The boys are in the midst of their fourth week of school.  Transitioning to a new school in a new community has been both exciting and challenging.

On a typical morning the boys wake up at six and head straight downstairs to watch cartoons until Brandon and I can shake the haze of midnight feedings and get ourselves out of bed.  A few mornings ago Graham switched things up and instead of heading downstairs, climbed into bed and snuggled.  In the midst of my haze he whispered in my ear “Mom I miss Miles City…. I am starting to forget what my friends’ faces look like.” The haze disappeared instantly as my heart broke into a thousand pieces.

That same day, Micah struggled at school and as we talked about it over our mid-afternoon snack he shared that he missed his friends and even though he was getting to know people here, everyone else knows each other better and he misses being comfortable with everyone. “Comfortable”— I asked him what he meant.  He said that he misses playing with people that he has known since preschool, people who just know him.





Comfortable.

I am not a territorial pastor.  I believe that some people “fit” in some congregations, and other people “fit” in other congregations.  I don’t get defensive if the congregation I am serving isn’t for everyone.  I am quick to let people know that if we aren’t the congregation for them, please let me know and I will try to help them find the right one.  I want people to find where they are comfortable and where they can most tune in to what God is doing in their life.  I have actually told people to just keep looking until they find where they are “comfortable.”  I think a lot of us who have looked for a congregation to call our own has used the term:

“I knew instantly that Federated was the church for me, I just felt comfortable.”

“We are trying out different churches until we find one where we feel comfortable.”

But after my conversations with the boys and thinking about our new ministry here in Anthem, I am realizing that “comfort” isn’t what we are actually looking for.  The old recliner in my living room growing up was “comfortable.”  Sweatpants are “comfortable.”

Brandon and I have been enjoying reading through the book of Acts.  At the end (vs 45, the Voice translation) when sharing about the followers of Jesus, it says “there was an intense sense of togetherness”…

An intense sense of togetherness…that is what I want.  Honestly I think that is what we all yearn for.  Not to just share space with other people, not to just exist together through casual interactions, but to feel an intense sense of togetherness.
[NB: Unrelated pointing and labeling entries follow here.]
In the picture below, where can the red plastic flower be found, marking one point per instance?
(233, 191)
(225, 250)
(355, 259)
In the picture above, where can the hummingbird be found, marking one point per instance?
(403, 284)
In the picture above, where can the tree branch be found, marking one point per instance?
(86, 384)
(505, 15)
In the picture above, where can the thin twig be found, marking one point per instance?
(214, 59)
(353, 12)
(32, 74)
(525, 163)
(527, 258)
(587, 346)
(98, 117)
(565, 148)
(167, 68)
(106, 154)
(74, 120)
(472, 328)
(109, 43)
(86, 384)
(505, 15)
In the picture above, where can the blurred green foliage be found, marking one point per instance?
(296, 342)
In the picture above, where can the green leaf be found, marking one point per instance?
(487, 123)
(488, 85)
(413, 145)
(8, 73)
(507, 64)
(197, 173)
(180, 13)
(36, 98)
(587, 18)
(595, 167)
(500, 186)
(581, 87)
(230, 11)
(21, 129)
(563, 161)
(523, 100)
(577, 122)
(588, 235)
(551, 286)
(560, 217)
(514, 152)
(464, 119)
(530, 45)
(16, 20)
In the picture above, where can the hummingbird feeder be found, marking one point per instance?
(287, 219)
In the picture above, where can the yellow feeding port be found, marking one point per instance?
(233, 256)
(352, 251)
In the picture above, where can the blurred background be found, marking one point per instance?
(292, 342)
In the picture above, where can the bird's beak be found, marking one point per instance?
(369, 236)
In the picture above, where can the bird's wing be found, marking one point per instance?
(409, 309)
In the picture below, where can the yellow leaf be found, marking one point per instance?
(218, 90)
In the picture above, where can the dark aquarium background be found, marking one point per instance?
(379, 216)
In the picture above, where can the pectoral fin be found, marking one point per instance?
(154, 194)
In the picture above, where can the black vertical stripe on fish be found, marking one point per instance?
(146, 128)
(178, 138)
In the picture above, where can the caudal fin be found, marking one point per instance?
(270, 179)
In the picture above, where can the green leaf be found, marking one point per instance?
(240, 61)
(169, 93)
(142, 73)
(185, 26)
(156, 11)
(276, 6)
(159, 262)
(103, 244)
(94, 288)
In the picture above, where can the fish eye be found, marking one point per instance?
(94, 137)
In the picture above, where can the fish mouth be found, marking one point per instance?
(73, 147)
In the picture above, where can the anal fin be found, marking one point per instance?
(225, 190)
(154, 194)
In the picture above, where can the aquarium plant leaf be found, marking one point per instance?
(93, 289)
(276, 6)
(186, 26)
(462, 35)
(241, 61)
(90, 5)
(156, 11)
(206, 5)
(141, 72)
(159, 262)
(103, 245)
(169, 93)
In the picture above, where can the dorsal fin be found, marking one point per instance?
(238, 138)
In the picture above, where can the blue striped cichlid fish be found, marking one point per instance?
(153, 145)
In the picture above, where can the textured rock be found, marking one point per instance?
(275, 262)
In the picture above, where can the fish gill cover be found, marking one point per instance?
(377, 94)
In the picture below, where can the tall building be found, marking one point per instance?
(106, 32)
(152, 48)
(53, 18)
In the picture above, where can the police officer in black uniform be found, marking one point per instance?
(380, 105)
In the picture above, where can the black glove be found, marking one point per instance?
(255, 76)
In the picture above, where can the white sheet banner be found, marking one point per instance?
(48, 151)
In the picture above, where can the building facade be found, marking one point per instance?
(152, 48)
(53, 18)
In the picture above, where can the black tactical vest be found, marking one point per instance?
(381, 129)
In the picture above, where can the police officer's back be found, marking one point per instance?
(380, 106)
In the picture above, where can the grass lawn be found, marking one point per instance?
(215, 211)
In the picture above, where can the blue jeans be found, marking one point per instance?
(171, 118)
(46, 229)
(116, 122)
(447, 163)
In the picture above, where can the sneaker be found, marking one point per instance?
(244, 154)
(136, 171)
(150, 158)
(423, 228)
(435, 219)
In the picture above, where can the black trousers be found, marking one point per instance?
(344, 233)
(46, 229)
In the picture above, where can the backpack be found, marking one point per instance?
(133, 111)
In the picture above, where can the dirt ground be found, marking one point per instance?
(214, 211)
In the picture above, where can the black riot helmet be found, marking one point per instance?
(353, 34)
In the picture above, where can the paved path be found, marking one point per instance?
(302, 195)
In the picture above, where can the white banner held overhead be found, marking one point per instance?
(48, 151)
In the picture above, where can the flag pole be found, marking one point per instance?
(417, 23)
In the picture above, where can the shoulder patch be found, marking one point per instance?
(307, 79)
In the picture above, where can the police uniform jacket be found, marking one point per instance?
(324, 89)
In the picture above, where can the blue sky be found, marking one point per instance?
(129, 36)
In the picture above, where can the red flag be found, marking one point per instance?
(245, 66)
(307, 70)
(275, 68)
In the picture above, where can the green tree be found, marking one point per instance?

To be known and to know others.  To truly be seen, and heard, and cared for.  To be missed if absent, or noticed if we are sad.  Connection. Intimacy. Vulnerability. When I have prayed that others will find a congregation where they are “comfortable” this is what I have always meant— I hope you find a congregation where you feel an intense sense of togetherness.

I am so grateful that my history has been speckled with experiences of intense togetherness.  Friends when I was in school who knew the good and the bad and loved me regardless.  The congregation I grew up in that challenged me, empowered me, but above all else loved me for who I was then and who I was in the process of becoming. My neighbors in seminary where we knew each other’s struggles, prayed for each other’s dreams, and popped in for spur of the moment dinners or a pint of pumpkin ale.

I have also experienced times when I didn’t have this— when I never felt truly connected to others, when I was lonely in a crowd, when I felt as if no one would notice if I went missing.  It was painful.  It was isolating.  I don’t think that is God’s desire for us.

We all have had times when we have experiences this “intense sense of togetherness,” and the lack there of.  I hope that we realize how important that deep connection is— to find our people, our tribe, our “framily” (friends who feels like family).  I pray my boys will find their group soon, where they are known and missed and cared for.  This is my hope not just because it “feels” better, but because it is in this sort of environment of intense togetherness that amazing things happen and we are able to live into our true potential while encouraging others to do the same.

When I was in college I church shopped for a bit. I tried the churches that all of the students went to and a handful of others.  I eventually went to a little church called Federated.  I sat in a pew and looked around.  There weren’t any other college aged people that Sunday.  I listened to the sermon, it wasn’t particularly memorable.  But I remember sitting there and tears filling my eyes, because I felt it.  That place was going to be my place, those people were going to be my people— even in those first moments I felt the intense sense of togetherness.  That sanctuary did become my place, and that congregation did become my people.  It was there that I met Brandon, did ministry, was fed and loved, and was encouraged to go on to seminary.  Brandon and I were invited back to preach there this past Sunday— the feeling is still there.  Federated will always be one of my “intense sense of togetherness” places.  I am grateful it wasn’t the last, and I am hopeful that God is in the process of creating a new one here in Anthem.

I pray you will take a moment to thank God for the places and people that have embodied the feeling of intense togetherness in your life.  Let us help others find their own and invite them into our’s.  May God help us to find true intimate connections— connections that feed our souls, inspire our passions, and encourage us to strive to love others more fully.